YÜZDE 91,8 HAK İHLALİ VAR

10 yıl önce kendisinin de içinde bulunduğu bir ekiple Anayasa Mahkemesine bireysel başvuru hakkını getirdiklerini dile getiren Ali Babacan, şu ifadeleri kullandı;

*Hak ihlallerin kısmen telafi etmek için önemli bir sistem kuruldu. Şimdi bu uygulama nasıl diye baktığımızda; 2016’dan 2020 Haziran ayı ortasına kadar Anayasa Mahkemesine 220 bin bireysel başvuru olmuş. Anayasa Mahkemesi bunların bazılarını usülden incelemiş bazılarını esastan incelemiş.
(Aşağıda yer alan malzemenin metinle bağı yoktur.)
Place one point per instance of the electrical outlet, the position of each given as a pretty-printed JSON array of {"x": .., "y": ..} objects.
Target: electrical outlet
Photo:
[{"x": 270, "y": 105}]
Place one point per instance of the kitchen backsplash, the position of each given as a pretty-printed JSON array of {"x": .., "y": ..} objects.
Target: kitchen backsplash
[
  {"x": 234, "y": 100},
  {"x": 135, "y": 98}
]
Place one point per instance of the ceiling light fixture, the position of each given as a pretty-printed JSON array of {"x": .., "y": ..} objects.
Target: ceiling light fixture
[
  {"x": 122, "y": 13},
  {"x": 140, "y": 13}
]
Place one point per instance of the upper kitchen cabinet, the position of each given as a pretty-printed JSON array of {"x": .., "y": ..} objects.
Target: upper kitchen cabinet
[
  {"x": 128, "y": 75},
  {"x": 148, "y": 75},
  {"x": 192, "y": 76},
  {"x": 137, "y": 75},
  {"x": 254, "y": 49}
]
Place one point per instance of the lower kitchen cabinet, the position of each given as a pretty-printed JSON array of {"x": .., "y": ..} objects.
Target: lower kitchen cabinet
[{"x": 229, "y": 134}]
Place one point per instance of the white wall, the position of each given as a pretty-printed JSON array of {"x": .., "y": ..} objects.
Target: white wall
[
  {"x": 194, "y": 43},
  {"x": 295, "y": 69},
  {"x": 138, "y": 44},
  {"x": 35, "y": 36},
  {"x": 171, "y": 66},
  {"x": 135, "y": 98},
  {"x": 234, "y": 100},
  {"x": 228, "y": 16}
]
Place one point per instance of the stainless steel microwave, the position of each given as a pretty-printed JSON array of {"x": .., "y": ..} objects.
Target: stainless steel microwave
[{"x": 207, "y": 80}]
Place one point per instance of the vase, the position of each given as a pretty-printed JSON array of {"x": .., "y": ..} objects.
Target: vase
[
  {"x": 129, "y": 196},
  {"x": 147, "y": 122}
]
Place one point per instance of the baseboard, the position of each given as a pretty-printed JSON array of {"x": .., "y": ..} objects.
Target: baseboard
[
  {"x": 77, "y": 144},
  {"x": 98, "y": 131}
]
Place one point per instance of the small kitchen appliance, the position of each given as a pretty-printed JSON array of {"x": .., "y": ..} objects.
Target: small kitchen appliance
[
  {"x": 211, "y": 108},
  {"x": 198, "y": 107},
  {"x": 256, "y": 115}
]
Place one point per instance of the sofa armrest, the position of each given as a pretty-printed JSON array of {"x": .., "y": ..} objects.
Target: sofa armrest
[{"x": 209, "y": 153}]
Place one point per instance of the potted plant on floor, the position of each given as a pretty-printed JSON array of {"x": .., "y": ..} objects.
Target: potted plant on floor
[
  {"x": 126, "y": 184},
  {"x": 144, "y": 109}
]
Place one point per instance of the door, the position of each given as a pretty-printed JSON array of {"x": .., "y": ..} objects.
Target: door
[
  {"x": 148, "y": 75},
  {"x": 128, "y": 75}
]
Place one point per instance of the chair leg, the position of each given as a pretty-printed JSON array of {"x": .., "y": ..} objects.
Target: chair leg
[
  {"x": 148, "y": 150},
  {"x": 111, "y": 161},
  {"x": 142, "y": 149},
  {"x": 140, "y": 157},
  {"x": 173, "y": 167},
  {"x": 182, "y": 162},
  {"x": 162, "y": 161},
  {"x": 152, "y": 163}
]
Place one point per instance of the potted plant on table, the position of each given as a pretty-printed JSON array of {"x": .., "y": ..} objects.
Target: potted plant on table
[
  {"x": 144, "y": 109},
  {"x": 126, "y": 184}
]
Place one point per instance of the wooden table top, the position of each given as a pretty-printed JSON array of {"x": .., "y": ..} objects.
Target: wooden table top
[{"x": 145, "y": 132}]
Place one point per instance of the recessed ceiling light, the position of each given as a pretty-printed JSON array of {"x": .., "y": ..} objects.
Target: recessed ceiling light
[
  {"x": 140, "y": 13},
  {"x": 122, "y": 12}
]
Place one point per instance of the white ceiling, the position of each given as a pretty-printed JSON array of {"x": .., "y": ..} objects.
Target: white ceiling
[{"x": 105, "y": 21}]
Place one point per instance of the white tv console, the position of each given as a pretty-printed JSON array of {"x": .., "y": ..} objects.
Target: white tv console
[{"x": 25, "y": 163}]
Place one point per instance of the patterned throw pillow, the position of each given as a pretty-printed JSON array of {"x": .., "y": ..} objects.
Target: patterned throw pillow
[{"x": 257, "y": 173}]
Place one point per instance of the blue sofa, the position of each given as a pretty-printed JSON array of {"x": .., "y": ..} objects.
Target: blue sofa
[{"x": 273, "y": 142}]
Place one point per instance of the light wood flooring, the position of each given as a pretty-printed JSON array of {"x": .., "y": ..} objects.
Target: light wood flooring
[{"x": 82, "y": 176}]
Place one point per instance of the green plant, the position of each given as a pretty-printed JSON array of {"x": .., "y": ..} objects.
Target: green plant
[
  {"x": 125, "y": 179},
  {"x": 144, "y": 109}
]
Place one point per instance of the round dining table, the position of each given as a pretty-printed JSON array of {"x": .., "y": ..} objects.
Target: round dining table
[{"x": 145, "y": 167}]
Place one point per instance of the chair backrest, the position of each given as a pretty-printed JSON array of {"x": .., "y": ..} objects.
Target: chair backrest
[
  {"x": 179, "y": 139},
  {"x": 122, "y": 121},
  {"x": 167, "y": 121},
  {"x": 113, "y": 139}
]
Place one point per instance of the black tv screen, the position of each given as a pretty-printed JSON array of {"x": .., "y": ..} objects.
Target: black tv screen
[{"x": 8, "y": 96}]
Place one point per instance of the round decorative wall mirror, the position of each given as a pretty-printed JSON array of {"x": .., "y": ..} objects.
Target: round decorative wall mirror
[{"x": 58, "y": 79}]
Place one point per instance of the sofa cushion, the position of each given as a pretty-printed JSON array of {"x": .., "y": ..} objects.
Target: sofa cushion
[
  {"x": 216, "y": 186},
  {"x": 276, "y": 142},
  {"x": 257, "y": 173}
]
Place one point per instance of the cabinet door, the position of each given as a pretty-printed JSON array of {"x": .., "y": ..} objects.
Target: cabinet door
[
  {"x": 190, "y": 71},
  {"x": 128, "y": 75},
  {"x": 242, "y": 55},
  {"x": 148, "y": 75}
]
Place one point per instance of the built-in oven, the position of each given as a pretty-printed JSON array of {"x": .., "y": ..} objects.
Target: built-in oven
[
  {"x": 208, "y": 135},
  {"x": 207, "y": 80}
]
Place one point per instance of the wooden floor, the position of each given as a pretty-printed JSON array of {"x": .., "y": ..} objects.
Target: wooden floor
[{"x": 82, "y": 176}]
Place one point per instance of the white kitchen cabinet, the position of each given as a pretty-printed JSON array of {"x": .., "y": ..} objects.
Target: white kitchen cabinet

*Esastan incelediği hak ihlali başvurularından tam yüzde 91,8’inde hak ihlali kararı vermiş. İşte şimdi bireyler lehine hükmedilen bir ihlal kararına karşı çıkıyorlar, ve maalesef bu tür saçma sapan açıklamalar yapıyorlar. Ne zaman bakıyoruz ki Anayasa Mahkemesi özgürlükçü, adil bir karar vermiş, hükümetten hemen eleştiri. Niye biliyor musunuz? Çünkü adalete inanmıyorlar.

ÜLKE FAKİRLEŞİYOR

İktidarın ülkeyi yönetemediğini her alanda itiraf etmeye başladığını açıklayan Ali Babacan, son açıklanan ekonomi programını da eleştirdi. Açıklanan programla ülkenin fakirleştiğinin ortaya çıktığını söyleyen Babacan, şu ifadeleri kullandı;

*2013 yılında 961 milyar dolara ulaşan milli gelirimizin, bu yıl 702 milyara düşeceğini hükümet ilan ediyor. Aynı programda 2013 yılında 12.594 doları yakalamış kişi başına milli gelirimizin bu yıl 8.380 dolara düşeceği açıklanmış.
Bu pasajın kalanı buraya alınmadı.